Tentons autre chose, allons sur le site TGV.com, après tout ce sont presque les seuls train à réservation obligatoire (en plus des Thalys, Eurostar, Teoz, Lunea...). Là encore, on est accueilli par une bouse en flash, et heureusement un accès web est fourni, sauf que, pour avoir le détail des conditions du tarif PRO, c'est Flash obligatoire, sans alternative ; à noter que l'on ne parle plus de tarif, mais de "billet TGV" : bienvenue dans la 15ème dimension du titre de transport sauce SNCF. On ne trouve rien sur la possibilité de prendre les trains précédents ou suivants : continuons la recherche. Retour au tarif Pro avec Voyageurs occasionnels : enfin ! après 45 minutes de recherche, l'internaute hagard découvre les conditions d'échange et de remboursement des billets au tarif Pro ; bien évidemment ces conditions s'appliquent à tous les tickets Pro et pas seulement aux tickets TGV, mais visiblement il était trop compliqué de l'écrire. Passons à l'étape suivante : tentons de retrouver dans ce dédale la possibilité de prendre le train précédent ou suivant, sans changer de ticket. Une piste sur la page Abonnement Fréquence : "Pour plus d'informations sur ces services, rendez-vous dans les rubriques Flexibilité optimale, Points de contacts et Services sur Mesure de la chaine Voyage Pro du site tgv.com". Une piste ! Reste à trouver la "chaîne Voyage Pro", moi qui croyait que les chaînes internet étaient mortes avec Active Desktop, ha ! Et là, alléluia, dans les 15 pages utilisées pour écrire 3 paragraphes de texte (on se croirait sur DVDrama), on trouve sur la page Accès dernière minute les conditions suivantes : "Votre réservation vous permet d'emprunter, au dernier moment (en respectant l'accès au train 2 minutes avant l'horaire affiché de départ), le TGV précédent ou suivant, vers la même destination, sans échanger votre billet". Joie, l'internaute a enfin mis la main sur cette information. Bon, après ce dédale navigationnel, on ne sait plus vraiment si cet avantage est lié au TGV, au tarif Pro ou à l'abonnement Fréquence ; mais ce n'est pas grave pour la suite.

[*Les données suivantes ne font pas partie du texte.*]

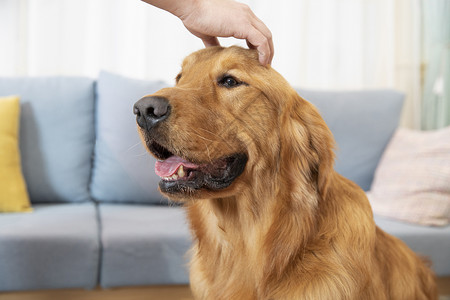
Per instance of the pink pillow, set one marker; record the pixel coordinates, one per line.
(412, 180)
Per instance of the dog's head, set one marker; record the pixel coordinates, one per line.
(229, 122)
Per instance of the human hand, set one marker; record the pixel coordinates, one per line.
(209, 19)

Cas pratique : mardi 28 juillet 2009, n'ayant pas tout à fait fini ma presta, je décide de ne pas prendre le Paris - Vendôme de 19h30, mais le suivant. Problème : c'est le Paris - Vendôme. Non content d'être le trajet TGV le plus cher au kilomètre de France (et de Navarre), la SNCF décide joyeusement que 19h30 est le dernier train en semaine pendant l'été, donc... méthode agile pour dormir à Paris. Douze heures et vingt minutes plus tard, le TGV suivant pour Vendôme part. J'arrive en avance, je repère deux contrôleurs sur le Paris - Le Croisic et je leur pose la question : est-ce qu'avec mon billet TGV tarif Pro abonnement Fréquence carte Grand Voyageur, je peux prendre le TGV suivant sans échanger mon billet, sachant que mon billet est pour la veille, et que le TGV suivant est là ? Réponse : oui, c'est le TGV suivant, pas de problème. Avant de monter dans mon TGV à moi, je m'arrête pour demander aux deux contrôleurs quels vont être les wagons les plus vides, sachant que je n'ai pas de réservation étant donné que j'ai mon billet TGV tarif Pro abonnement Fréquence carte Grand Voyageur pour le train précédent celui-là et que ça ne pose pas de problème. Réponse : oui, mais le train précédent est la veille, donc ça ne marche pas, il vous faut acheter un billet. Ha, je discute en mentionnant la réponse donnée par les deux autres contrôleurs, et ils me répondent que oui, mais il faut bien des limites, si on ne limite pas au même jour, où va le monde, et est-ce que je ne trouve pas ça normal moi ? Ce à quoi je réponds que ce que je ne trouve pas normal c'est qu'il y ait plus de douze heures entre deux TGV pour une destination aussi banale et qu'en interrogeant 4 contrôleurs, deux répondent blanc et deux répondent noir. Ce à quoi le contrôleur en chef répond qu'il est désolé, mais que ses collègues sont en tort, et que c'est une faute de leur part, et en tout cas il me faut un autre billet de train. Et il a raison, parce que dans le train, le seul maître à bord : c'est lui, même quand il est en tort. Mais l'est-il seulement ? Une chose est sûre : ce n'est pas la SNCF qui a la réponse.